The proposal still includes an annual cap of 2.5GW for the expansion of onshore wind, but the government now will only include the net addition resulting from repowering projects toward the cap, not the entire repowering capacity.
The draft also reduces onshore feed-in tariffs, but less steeply so for moderate wind inland locations than previously envisaged.
In accordance with the last draft, average onshore feed-in tariffs would be granted at €0.089 per megawatt hour for the first five years of operation and then periodically be lowered by a certain percentage, depending on the strength of the wind at each location.
“We can live with that,” Stefan Lütkemeyer, sales manager at Germany’s biggest supplier of onshore turbines Enercon, said at a panel at the Hanover industrial fair.
“But the discussion isn’t over yet. … If it comes like this (the reform), coupled with some improvements, we can build on it.”
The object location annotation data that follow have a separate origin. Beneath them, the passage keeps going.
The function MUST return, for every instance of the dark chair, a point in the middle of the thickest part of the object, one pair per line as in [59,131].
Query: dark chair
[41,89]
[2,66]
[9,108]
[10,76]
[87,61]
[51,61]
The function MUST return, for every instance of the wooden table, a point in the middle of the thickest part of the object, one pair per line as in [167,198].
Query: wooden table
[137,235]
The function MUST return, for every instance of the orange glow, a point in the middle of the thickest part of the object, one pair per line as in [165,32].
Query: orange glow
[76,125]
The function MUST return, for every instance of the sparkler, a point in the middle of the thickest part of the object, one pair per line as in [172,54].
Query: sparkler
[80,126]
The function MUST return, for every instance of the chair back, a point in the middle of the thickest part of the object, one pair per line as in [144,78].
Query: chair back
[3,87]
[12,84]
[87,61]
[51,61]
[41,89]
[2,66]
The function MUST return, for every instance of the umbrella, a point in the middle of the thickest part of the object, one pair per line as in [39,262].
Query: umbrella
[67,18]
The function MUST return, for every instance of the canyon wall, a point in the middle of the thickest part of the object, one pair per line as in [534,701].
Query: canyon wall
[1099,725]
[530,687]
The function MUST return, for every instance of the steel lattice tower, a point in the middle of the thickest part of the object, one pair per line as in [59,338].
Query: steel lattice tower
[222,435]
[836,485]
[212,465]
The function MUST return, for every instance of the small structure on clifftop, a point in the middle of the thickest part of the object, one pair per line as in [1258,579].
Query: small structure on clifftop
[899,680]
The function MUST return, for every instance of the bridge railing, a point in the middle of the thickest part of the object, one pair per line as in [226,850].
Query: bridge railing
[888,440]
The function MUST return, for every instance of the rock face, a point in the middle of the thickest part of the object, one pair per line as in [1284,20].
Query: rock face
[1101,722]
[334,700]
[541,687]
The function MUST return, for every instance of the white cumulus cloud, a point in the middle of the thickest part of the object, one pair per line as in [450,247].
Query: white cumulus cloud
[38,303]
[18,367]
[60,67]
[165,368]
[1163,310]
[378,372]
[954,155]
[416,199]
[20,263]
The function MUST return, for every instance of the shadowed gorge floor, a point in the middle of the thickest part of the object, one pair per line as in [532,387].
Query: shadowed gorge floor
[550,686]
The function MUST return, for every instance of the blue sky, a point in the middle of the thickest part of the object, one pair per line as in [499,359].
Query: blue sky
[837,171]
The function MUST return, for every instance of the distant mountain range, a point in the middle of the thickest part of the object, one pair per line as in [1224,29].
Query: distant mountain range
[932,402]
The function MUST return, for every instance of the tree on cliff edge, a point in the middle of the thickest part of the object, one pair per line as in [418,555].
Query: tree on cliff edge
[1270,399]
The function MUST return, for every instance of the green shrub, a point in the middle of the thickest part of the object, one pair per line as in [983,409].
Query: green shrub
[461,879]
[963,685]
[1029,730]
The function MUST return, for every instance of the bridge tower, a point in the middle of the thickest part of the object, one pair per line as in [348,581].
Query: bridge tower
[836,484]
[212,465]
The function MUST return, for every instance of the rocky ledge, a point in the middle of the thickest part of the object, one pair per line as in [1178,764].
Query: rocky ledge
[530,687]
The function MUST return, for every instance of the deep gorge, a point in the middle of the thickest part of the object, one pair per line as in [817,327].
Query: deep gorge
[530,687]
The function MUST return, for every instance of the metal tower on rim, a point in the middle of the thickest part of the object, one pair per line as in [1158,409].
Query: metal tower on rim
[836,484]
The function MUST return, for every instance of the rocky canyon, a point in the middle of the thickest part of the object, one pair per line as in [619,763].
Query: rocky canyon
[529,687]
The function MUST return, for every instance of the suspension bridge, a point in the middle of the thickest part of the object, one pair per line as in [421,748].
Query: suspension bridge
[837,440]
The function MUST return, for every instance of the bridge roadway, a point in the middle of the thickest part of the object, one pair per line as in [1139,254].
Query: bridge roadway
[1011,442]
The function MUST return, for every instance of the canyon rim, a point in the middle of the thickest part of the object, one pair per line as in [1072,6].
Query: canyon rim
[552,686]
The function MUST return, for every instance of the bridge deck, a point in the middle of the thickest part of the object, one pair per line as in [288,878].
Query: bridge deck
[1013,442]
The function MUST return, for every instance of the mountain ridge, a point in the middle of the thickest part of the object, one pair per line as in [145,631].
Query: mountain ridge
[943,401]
Germany’s energy ministry says the Bundestag, the lower house of parliament, after discussing the draft is slated to vote on it at the end of June, while the Bundesrat, the upper house, should vote on it in mid-July.
The reformed EEG for the first time also stipulates a cap on the expansion of renewables' share of Germany’s electricity output of 45% by 2025, and of 60% by 2035, up from around 25% now.
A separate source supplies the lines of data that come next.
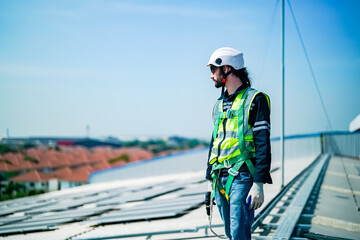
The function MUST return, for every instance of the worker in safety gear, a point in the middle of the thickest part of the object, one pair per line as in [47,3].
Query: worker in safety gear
[239,156]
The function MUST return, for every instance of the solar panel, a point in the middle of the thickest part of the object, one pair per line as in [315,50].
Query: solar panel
[150,210]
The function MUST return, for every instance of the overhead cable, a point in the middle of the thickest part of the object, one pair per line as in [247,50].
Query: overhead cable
[311,69]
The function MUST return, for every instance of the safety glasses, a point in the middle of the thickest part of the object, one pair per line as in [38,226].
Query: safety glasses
[213,69]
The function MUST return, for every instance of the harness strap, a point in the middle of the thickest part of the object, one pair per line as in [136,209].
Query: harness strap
[233,172]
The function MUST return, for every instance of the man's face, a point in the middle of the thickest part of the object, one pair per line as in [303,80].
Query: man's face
[216,76]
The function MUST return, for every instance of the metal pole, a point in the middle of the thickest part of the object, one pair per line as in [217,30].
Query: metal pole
[282,90]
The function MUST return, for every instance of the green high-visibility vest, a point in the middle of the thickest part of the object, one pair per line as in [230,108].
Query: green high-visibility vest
[233,143]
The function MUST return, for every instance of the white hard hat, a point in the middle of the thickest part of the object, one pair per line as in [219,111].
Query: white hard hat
[227,56]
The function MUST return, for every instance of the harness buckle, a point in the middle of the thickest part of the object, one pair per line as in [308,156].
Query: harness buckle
[231,171]
[227,163]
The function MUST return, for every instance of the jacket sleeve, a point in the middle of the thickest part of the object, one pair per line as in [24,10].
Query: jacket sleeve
[209,167]
[260,120]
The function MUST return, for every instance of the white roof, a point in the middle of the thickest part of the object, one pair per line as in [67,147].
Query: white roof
[355,124]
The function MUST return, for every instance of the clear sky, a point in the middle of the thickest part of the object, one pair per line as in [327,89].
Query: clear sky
[137,68]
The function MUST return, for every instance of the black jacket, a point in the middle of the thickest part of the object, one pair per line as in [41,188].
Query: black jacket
[260,117]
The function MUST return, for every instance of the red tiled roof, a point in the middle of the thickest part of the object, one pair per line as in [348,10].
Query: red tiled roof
[33,176]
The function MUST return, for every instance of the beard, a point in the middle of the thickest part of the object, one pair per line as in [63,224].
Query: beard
[219,83]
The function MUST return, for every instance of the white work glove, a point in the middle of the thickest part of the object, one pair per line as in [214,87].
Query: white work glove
[255,197]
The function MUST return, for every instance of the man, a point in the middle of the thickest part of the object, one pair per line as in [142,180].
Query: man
[239,156]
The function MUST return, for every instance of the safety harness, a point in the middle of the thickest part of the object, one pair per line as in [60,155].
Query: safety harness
[233,140]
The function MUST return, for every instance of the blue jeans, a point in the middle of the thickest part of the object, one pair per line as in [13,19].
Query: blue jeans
[236,215]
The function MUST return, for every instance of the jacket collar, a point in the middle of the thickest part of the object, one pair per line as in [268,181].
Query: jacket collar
[232,97]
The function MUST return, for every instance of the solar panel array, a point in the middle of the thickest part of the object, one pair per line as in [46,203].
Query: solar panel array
[100,207]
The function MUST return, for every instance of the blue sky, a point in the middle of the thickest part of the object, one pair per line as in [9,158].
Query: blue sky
[137,68]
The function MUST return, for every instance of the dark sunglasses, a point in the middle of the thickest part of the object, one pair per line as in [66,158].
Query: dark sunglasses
[213,69]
The proposal also lowers the target for offshore wind to 6.5GW in 2020 from 10GW previously planned, and to 15GW in 2030, down from 25GW previously targeted. But Gabriel, in a compromise with the offshore industry, granted a “buffer” of another 1.2GW in grid connection approvals by 2020.
“That was absolutely necessary as the ‘overbooking’ is necessary to actually reach the 6.5GW,” Markus Rieck, sales director at Alstom in Germany, told Recharge.
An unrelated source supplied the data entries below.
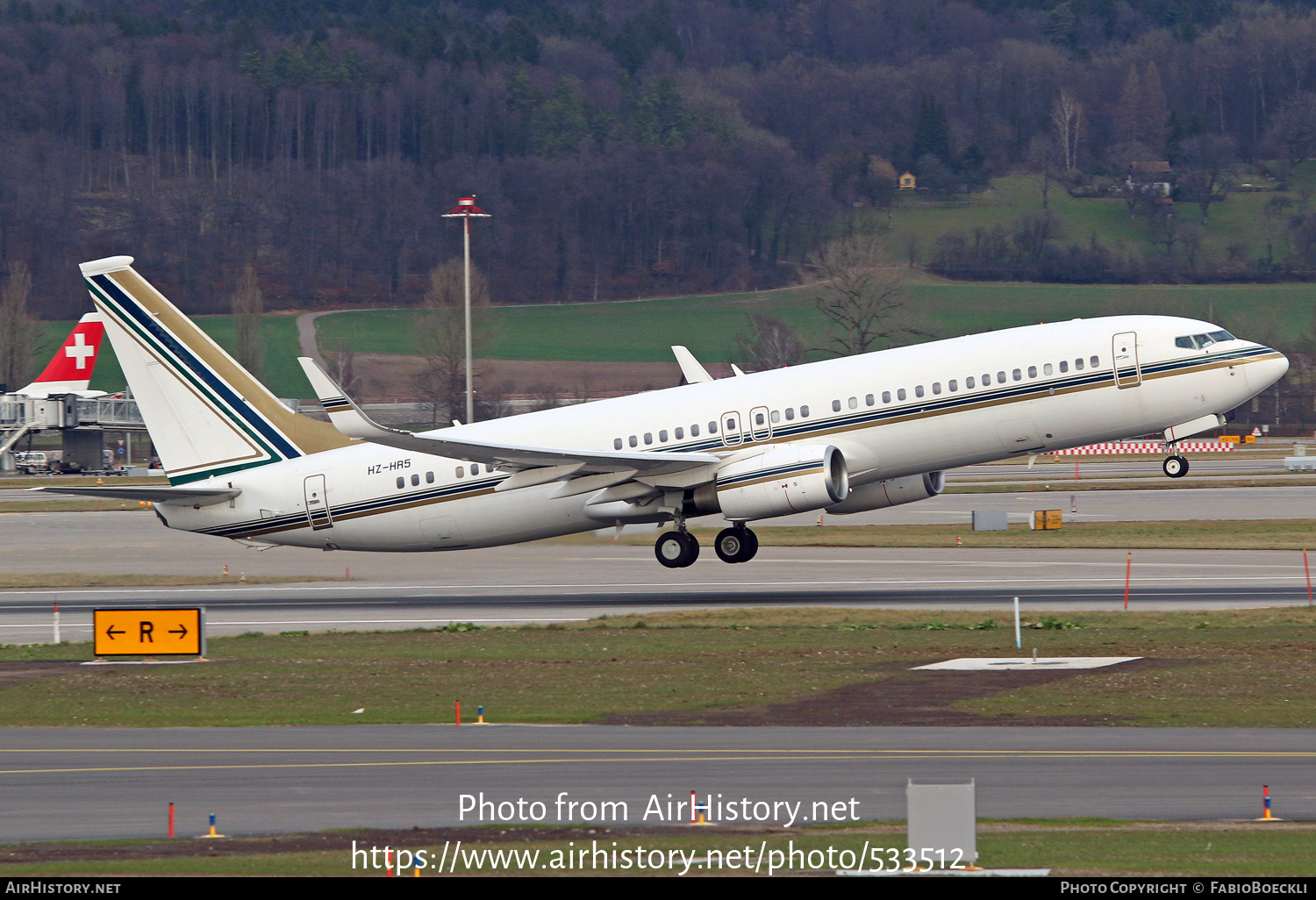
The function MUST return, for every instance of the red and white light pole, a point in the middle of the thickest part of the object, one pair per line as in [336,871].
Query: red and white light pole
[466,210]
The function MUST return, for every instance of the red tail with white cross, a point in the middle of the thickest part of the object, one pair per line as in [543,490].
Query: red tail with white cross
[71,368]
“The grid capacity has to be expanded in order to create possibilities for other projects in development.”
The proposal also extends the so-called compression model for offshore FITs for another two years until end-2019. That gives operators of offshore parks the possibility to opt for higher FITs for the first eight years of operation in order to meet elevated initial investment costs.
The solar industry remained sour about the draft reform, however, as the proposal still expects to slap a surcharge to finance the expansion of renewables for the first time on self-consumed electricity.
According to the draft, energy-intensive industries will have to pay 15% of the levy that currently is set at €0.062 per KWh of produced electricity, while producers of renewable energies would be burdened with 50% of the surcharge. Small rooftop PV installations of up to 10kW will be exempt.
Germany’s Solar Energy Federation BSW Solar, which has repeatedly warned that a levy on self-consumption would choke off the already decreasing solar market in the country, appealed to lawmakers in parliament to erase the levy on self-consumption from the reform draft.
“This law hardly has anything to do with climate protection anymore,” BSW managing director Carsten Körnig said.
“Climate sinners are generously being exonerated, climate protectors meanwhile are being asked to pay.”